Cyber Security Engineer
Description
- Design, deploy, and maintain security solutions such as Endpoint Detection and Response (EDR), data-loss prevention (DLP), web application firewalls (WAF), zero-trust, and other security detection/prevention technologies.
- Lead the investigation and response to security incidents and breaches, ensuring timely resolution and documentation, while monitoring security alerts and events using Security Information and Event Management (SIEM) systems
- Conduct regular vulnerability assessments and security audits to identify and remediate security gaps.
- Maintain application static/dynamic/dependency scans and conduct penetration testing for identifying risks and coordinate reporting and remediation with stakeholders
- Configure and maintain cloud and infrastructure security configurations to ensure a secure enterprise risk posture.
- Serve as a subject matter expert on cybersecurity issues and provide guidance to stakeholders and other business units.
- Maintain detailed documentation of security policies, procedures, incident response activities, and assessment results.
- Assist with risk assessments and compliance activities to identify potential security risks and develop strategies to mitigate them.
- Evaluate and recommend new security tools and technologies to enhance the organization's security posture.
- Bachelor’s degree in Computer Science, Information Technology, Cybersecurity, or a related field. Master’s degree preferred.
- Professional certifications such as CISSP, CEH, CISM, or equivalent.
- Minimum of 3-5 years of experience in cybersecurity engineering or a related role.
- Strong technical skills and experience with security technologies (e.g., SIEM, Endpoint Detect & Response, firewalls, IDS/IPS).
- Working knowledge of Vulnerability Managements, Cloud Security, Application Security, Incident Response., and Security Awareness & Training
- Working knowledge of security tools, languages and operating systems used in security practices (BURP Suite, Nessus, NMAP, Python, Kali Linux, etc.)
- In-depth knowledge of cybersecurity principles, protocols, and best practices.
- Experience with regulatory requirements and compliance standards (e.g., ISO 27001, NIST, PCI-DSS, HIPAA, GDPR).

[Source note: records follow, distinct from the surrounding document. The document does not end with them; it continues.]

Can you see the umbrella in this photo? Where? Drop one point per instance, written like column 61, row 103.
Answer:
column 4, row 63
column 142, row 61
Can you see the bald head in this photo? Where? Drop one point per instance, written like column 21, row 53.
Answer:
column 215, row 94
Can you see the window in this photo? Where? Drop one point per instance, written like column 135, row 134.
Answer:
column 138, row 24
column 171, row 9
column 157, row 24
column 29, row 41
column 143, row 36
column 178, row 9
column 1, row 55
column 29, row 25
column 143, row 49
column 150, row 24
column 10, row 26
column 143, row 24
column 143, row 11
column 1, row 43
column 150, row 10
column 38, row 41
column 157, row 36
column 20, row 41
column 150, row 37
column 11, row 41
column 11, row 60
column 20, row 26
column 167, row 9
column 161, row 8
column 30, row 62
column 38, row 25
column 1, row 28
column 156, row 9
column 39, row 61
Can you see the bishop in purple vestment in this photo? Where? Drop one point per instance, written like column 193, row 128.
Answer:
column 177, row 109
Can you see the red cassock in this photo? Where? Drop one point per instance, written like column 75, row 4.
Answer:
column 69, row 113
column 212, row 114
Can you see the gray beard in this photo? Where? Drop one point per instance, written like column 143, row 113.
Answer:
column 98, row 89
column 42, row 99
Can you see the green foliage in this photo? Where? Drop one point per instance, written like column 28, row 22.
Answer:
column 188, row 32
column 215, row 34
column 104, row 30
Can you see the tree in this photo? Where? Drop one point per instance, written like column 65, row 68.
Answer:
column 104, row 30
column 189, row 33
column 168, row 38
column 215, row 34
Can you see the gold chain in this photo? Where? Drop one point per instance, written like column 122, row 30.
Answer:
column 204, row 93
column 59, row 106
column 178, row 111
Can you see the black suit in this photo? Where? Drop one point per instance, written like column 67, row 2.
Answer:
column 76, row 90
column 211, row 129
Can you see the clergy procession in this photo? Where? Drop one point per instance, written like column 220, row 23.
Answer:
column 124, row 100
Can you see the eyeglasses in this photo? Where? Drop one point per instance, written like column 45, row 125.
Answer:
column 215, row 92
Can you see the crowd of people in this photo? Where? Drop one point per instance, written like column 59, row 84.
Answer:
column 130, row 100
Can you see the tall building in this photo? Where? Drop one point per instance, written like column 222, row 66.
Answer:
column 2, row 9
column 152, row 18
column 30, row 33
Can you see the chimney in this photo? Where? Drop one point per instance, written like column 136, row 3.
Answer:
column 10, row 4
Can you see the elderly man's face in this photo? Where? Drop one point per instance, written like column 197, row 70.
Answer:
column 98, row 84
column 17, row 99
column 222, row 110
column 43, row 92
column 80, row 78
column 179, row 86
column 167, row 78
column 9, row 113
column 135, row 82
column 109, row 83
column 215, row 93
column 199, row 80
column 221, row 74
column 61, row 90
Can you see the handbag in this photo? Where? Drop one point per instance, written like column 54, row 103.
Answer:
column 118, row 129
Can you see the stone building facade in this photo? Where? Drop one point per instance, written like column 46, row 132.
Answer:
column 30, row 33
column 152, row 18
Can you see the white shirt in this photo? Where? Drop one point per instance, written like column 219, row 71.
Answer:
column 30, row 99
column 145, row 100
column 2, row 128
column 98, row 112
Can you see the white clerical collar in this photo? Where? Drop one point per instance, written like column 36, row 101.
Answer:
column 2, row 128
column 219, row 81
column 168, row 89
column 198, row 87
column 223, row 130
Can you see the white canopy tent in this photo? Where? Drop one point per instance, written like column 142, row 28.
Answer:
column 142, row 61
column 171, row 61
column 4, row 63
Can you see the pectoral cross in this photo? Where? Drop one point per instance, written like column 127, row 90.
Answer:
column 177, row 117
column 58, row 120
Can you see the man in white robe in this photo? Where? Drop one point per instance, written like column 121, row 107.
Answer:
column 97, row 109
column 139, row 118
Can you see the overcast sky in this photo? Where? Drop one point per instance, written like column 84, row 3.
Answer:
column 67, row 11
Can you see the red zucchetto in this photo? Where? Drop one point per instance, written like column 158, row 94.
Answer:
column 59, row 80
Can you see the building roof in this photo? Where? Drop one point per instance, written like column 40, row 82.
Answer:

- Excellent analytical, problem-solving, decision-making and communication skills.
- Ability to manage multiple tasks and projects in a fast-paced environment.
- Proven ability to work independently and as part of a team.
- Competitive compensation, benefits and generous time-off policies
- 4-Day summer work weeks and a winter holiday break
- 401(k) / DCPP matching
- Annual bonus program
- Casual, dog-friendly, and innovative office spaces
- For a comprehensive list of benefits, please visit our website: https://jobs.jobvite.com/carfax/p/benefits
- 10X Virginia Business Best Places to Work
- 10X Washingtonian Great Places to Work
- 9X Washington Post Top Workplace
- 3X St. Louis Post-Dispatch Best Places to Work
About CARFAX
CARFAX, part of S&P Global Mobility, helps millions of people every day confidently shop, buy, service and sell used cars with innovative solutions powered by CARFAX vehicle history information. The expert in vehicle history since 1984, CARFAX provides exclusive services like CARFAX Used Car Listings, CARFAX Car Care, CARFAX History-Based Value and the flagship CARFAX® Vehicle History Report™ to consumers and the automotive industry. CARFAX owns the world’s largest vehicle history database and is nationally recognized as a top workplace by The Washington Post and Glassdoor.com. Shop, Buy, Service, Sell – Show me the CARFAX™. S&P Global Mobility is a division of S&P Global (NYSE: SPGI). S&P Global is the world’s foremost provider of credit ratings, benchmarks, analytics and workflow solutions in the global capital, commodity and automotive markets.
CARFAX is an Affirmative Action/Equal Opportunity Employer. It is the policy of CARFAX to provide equal employment opportunity to all persons regardless of race, color, sex, pregnancy, religion, national origin, age, ancestry, citizenship status, veteran status, military status, disability or handicap, sexual orientation, genetic information or any other status protected by federal, state or local law. In addition, CARFAX will provide reasonable accommodations for qualified individuals with disabilities. We maintain a drug-free workplace. We are a participant in E-Verify.